The national government reported gross borrowings in the first three months worth P207.917 billion, with the bulk, or P146.140 billion, from offshore lenders and onshore accounts of another P61.777 billion, data from the Bureau of the Treasury (BTr) showed.
Based on recent data, the borrowings represented a contraction by 2.44 percent from last year amounting to only P213.121 billion.
Of the total gross borrowings for the quarter, funds borrowed from foreign markets reached P146.140 billion, expanding by 16.97 percent from only P124.939 billion in the first quarter of 2017.
This includes project loans amounting to P10 billion, program loans worth P21.44 billion, Chinese yuan bonds of P12.014 billion and global bonds exchange of another P102.682 billion.
Domestic borrowings during the quarter reached P61.777 billion, a contraction by 29.94 percent from P88.182 billion in the same period in 2017.
Treasury bills (T-bills) and fixed-rate Treasury bonds (T-bonds) formed part of the borrowings from domestic sources. T-bills accounted for P18.004 billion of the total domestic borrowings, while fixed-rate T-bonds settled at
P43.773 billion.
National Treasurer Rosalia V. de Leon told financial reporters the mandate for the second global bonds issuance eyed this year may come out in June.
“Maybe around the first week of June. No rush at all. We just want to put everything on the table as preparation. We just have to put the approvals in place so that once we want to strike, we can do so,” de Leon said.
De Leon added the government may recalibrate its bond-sale program in the succeeding quarters to make up for lost increments or tap other funding mechanisms to cover the gap.

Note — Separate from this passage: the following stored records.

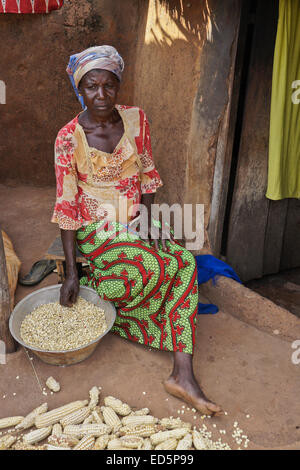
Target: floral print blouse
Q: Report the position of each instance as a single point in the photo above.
(91, 184)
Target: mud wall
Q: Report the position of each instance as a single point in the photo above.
(39, 96)
(179, 59)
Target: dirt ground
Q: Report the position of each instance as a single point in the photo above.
(282, 288)
(246, 370)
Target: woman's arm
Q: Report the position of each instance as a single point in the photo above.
(70, 288)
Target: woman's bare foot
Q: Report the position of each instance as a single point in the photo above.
(188, 390)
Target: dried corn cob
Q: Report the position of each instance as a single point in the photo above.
(63, 441)
(138, 420)
(50, 447)
(162, 436)
(169, 444)
(95, 429)
(29, 420)
(11, 421)
(96, 417)
(147, 444)
(185, 443)
(76, 417)
(117, 405)
(101, 442)
(54, 416)
(142, 430)
(198, 441)
(132, 442)
(116, 444)
(37, 435)
(79, 430)
(89, 419)
(86, 443)
(173, 423)
(94, 397)
(110, 417)
(7, 441)
(142, 412)
(52, 384)
(56, 430)
(22, 446)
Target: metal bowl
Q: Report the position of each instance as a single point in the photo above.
(46, 296)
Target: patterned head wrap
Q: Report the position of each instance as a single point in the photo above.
(99, 57)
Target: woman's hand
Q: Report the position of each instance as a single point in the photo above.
(69, 291)
(152, 234)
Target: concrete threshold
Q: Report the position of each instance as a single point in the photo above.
(252, 308)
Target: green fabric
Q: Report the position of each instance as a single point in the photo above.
(284, 144)
(156, 293)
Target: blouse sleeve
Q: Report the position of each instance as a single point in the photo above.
(66, 211)
(150, 179)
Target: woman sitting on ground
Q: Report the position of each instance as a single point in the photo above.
(103, 159)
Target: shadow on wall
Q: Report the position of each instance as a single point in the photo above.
(192, 26)
(171, 39)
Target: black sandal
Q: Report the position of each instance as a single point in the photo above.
(38, 272)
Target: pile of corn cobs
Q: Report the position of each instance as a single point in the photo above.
(84, 425)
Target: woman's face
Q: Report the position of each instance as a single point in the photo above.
(99, 89)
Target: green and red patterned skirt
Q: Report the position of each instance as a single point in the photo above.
(155, 293)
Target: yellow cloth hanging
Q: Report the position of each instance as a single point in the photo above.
(284, 144)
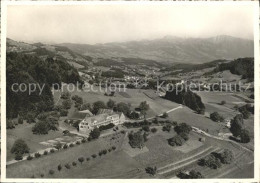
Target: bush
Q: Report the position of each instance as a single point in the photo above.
(153, 130)
(37, 155)
(29, 157)
(51, 172)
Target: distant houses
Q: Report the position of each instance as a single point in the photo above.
(103, 117)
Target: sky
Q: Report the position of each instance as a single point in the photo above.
(92, 24)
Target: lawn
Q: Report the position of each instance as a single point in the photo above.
(43, 164)
(24, 132)
(133, 96)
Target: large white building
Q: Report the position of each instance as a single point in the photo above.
(89, 123)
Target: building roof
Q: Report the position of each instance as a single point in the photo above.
(99, 118)
(105, 111)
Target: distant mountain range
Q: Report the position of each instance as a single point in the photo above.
(171, 49)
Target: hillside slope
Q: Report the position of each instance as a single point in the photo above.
(171, 49)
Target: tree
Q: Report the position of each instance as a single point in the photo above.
(20, 147)
(51, 172)
(59, 167)
(37, 155)
(66, 104)
(98, 105)
(124, 108)
(177, 140)
(85, 106)
(41, 127)
(167, 128)
(165, 115)
(211, 161)
(65, 95)
(215, 116)
(151, 170)
(64, 112)
(94, 134)
(144, 107)
(136, 140)
(146, 128)
(74, 163)
(185, 136)
(195, 175)
(81, 160)
(182, 128)
(111, 104)
(9, 124)
(18, 156)
(20, 120)
(223, 102)
(244, 136)
(58, 146)
(134, 115)
(153, 130)
(236, 125)
(226, 157)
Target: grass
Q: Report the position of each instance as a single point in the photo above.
(24, 132)
(26, 169)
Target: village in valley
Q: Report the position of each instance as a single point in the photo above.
(164, 108)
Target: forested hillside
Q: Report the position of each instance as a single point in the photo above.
(24, 68)
(241, 66)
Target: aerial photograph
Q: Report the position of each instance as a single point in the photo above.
(130, 91)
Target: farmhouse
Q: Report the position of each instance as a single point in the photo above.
(89, 123)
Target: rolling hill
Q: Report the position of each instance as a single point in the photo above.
(171, 49)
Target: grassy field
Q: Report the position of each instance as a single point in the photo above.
(133, 96)
(43, 164)
(24, 132)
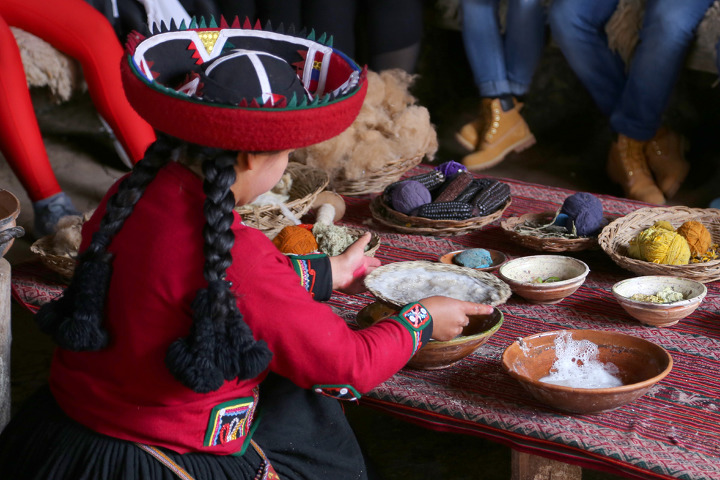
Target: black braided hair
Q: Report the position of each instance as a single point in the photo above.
(74, 320)
(220, 345)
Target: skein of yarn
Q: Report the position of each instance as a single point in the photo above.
(659, 245)
(409, 195)
(584, 211)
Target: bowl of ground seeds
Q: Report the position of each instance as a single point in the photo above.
(657, 300)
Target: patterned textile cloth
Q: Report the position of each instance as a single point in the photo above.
(673, 431)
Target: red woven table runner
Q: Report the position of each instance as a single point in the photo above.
(673, 431)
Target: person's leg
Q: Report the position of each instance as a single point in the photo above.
(333, 17)
(524, 42)
(21, 141)
(578, 28)
(395, 29)
(667, 31)
(500, 129)
(77, 29)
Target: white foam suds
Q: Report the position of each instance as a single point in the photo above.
(577, 365)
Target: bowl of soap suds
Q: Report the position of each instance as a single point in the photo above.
(586, 371)
(659, 300)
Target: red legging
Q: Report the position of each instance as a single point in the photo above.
(78, 30)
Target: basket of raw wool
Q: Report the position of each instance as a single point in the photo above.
(390, 136)
(58, 251)
(290, 199)
(620, 240)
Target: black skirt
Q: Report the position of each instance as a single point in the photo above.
(304, 435)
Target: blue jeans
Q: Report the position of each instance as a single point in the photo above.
(503, 64)
(633, 99)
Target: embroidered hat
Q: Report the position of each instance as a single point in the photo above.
(241, 87)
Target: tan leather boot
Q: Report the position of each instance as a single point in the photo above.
(471, 132)
(666, 158)
(628, 166)
(505, 132)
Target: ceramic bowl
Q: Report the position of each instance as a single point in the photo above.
(436, 354)
(498, 258)
(528, 277)
(659, 314)
(9, 211)
(639, 364)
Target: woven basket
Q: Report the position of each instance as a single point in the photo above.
(615, 240)
(64, 265)
(375, 181)
(545, 244)
(425, 226)
(307, 183)
(490, 289)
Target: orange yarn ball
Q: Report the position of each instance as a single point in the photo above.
(295, 239)
(697, 236)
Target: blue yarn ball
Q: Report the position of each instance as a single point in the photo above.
(585, 211)
(450, 168)
(409, 195)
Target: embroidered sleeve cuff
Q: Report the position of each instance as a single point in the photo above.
(340, 392)
(315, 274)
(418, 321)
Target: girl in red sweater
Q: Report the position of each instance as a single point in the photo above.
(188, 342)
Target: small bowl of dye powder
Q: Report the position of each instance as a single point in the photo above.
(659, 301)
(544, 279)
(483, 259)
(586, 371)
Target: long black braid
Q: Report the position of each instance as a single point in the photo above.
(220, 345)
(74, 320)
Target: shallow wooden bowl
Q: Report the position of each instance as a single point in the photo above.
(640, 363)
(436, 354)
(521, 274)
(659, 314)
(498, 258)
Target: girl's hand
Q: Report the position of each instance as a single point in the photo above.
(350, 267)
(451, 315)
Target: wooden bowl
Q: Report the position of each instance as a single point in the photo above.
(498, 258)
(436, 354)
(659, 314)
(640, 365)
(522, 275)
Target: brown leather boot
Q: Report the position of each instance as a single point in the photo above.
(505, 132)
(471, 132)
(666, 158)
(628, 166)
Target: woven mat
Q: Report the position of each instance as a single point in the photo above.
(673, 431)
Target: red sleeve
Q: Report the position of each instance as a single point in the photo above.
(311, 345)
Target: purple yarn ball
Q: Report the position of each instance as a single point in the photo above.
(409, 195)
(585, 211)
(450, 168)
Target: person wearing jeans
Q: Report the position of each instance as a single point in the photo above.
(646, 159)
(503, 65)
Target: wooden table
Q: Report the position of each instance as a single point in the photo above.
(673, 431)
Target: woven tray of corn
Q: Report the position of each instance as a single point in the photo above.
(433, 204)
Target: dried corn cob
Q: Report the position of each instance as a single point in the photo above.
(491, 198)
(453, 187)
(444, 211)
(475, 186)
(431, 180)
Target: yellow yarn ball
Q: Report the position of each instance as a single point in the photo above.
(697, 236)
(296, 240)
(659, 245)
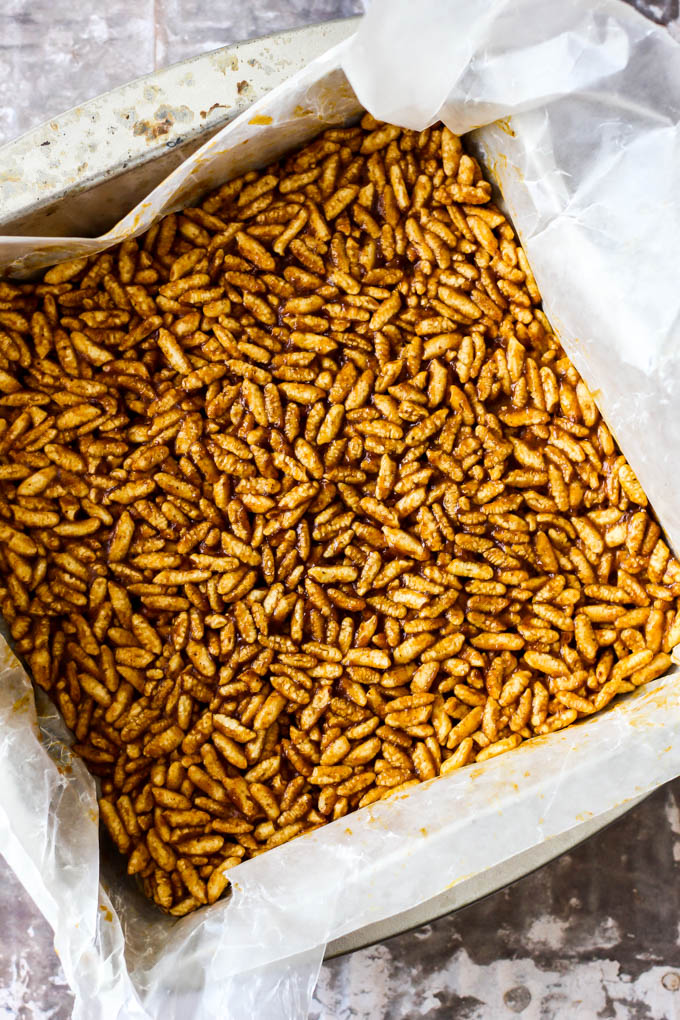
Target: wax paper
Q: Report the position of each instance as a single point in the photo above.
(574, 109)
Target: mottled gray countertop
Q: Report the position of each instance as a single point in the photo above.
(593, 934)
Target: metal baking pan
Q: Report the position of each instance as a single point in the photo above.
(82, 171)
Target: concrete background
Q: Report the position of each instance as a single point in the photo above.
(593, 934)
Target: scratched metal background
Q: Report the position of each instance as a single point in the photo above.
(593, 934)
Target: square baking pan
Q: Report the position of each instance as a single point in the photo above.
(82, 171)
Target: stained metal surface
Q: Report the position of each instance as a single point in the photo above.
(81, 171)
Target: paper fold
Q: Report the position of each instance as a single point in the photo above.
(576, 108)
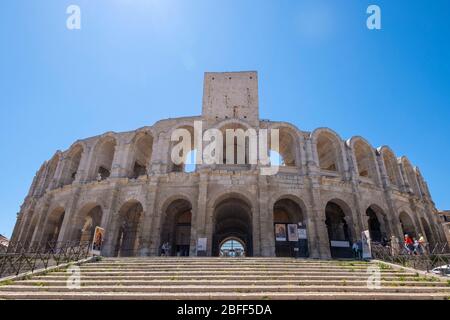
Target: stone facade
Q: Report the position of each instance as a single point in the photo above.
(127, 184)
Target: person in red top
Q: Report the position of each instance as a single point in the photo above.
(408, 244)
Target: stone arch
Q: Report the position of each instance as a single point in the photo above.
(176, 226)
(290, 144)
(186, 163)
(410, 175)
(328, 150)
(428, 233)
(50, 171)
(232, 217)
(72, 163)
(31, 229)
(289, 212)
(364, 158)
(391, 166)
(53, 226)
(127, 237)
(423, 187)
(407, 224)
(236, 150)
(378, 223)
(142, 153)
(104, 151)
(340, 228)
(89, 217)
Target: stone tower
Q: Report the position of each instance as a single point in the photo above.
(231, 95)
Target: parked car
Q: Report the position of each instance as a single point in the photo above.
(442, 270)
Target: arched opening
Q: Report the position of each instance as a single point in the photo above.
(428, 233)
(232, 247)
(31, 229)
(288, 219)
(53, 227)
(127, 240)
(176, 228)
(187, 154)
(377, 222)
(287, 148)
(232, 219)
(104, 158)
(238, 141)
(328, 152)
(142, 155)
(365, 160)
(51, 170)
(392, 170)
(72, 164)
(339, 233)
(411, 176)
(407, 225)
(91, 217)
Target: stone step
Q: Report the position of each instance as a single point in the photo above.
(234, 282)
(284, 277)
(223, 289)
(221, 272)
(225, 266)
(223, 296)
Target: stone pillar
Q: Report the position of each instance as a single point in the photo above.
(267, 237)
(69, 223)
(204, 221)
(318, 243)
(110, 218)
(145, 243)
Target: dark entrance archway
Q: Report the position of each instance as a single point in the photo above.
(428, 234)
(288, 218)
(232, 247)
(127, 240)
(232, 219)
(176, 228)
(339, 231)
(407, 225)
(53, 228)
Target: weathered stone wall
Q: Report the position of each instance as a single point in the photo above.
(320, 168)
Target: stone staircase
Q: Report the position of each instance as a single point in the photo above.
(227, 278)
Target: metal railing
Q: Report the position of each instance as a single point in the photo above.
(426, 258)
(21, 257)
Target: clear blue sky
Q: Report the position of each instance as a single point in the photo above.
(135, 62)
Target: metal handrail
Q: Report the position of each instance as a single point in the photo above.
(21, 257)
(426, 259)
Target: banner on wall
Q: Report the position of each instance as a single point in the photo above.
(280, 232)
(97, 241)
(201, 246)
(293, 232)
(367, 249)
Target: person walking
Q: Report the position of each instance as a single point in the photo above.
(422, 244)
(408, 244)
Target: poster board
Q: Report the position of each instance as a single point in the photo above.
(302, 234)
(292, 232)
(97, 241)
(367, 249)
(280, 232)
(201, 246)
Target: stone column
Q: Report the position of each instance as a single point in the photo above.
(265, 219)
(145, 244)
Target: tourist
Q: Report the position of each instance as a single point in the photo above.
(355, 249)
(416, 245)
(422, 243)
(165, 249)
(408, 244)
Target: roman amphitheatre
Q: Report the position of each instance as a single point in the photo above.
(327, 188)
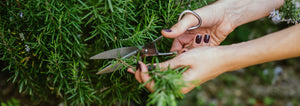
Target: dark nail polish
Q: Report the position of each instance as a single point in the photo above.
(206, 38)
(151, 67)
(198, 39)
(138, 66)
(168, 30)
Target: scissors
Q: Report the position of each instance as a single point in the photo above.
(126, 52)
(147, 50)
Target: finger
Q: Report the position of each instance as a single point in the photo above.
(145, 77)
(130, 70)
(173, 63)
(183, 50)
(180, 27)
(206, 40)
(137, 75)
(176, 46)
(198, 41)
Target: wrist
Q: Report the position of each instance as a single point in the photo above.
(243, 11)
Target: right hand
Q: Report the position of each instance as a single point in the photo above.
(216, 25)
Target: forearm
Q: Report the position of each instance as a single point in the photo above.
(275, 46)
(244, 11)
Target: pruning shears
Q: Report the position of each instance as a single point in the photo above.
(126, 52)
(146, 50)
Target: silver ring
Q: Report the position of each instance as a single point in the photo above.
(195, 14)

Such mechanisms include upsizing the bond sale, tap the overseas rather than the domestic debt market or simply roll over maturing bonds.
“If we see that markets would continue to behave this way we could either retain or look for other options, not necessarily through the auction,” she said.
In March the Philippines became the first Asean sovereign to issue Panda bonds, with the sale of three-year Panda bonds with a 5-percent coupon, a tight spread of only 35 basis points above benchmark, when it sold in the onshore Chinese bond market on March 20.
The government’s inaugural sale of renminbi-denominated bonds proved a hit, with bids reaching RMB 9.22 billion compared with the government’s debt offering of only RMB 1.46 billion.
In January the Philippines returned to the international capital markets with a $2-billion 10-year global bond offering.
The transaction marked the first time the Republic issued a 10-year dollar-denominated bond since 2014. The bonds were offered concurrently with a one-day accelerated switch tender offer for 14 of the Republic’s outstanding dollar bonds maturing between 2019 to 2037.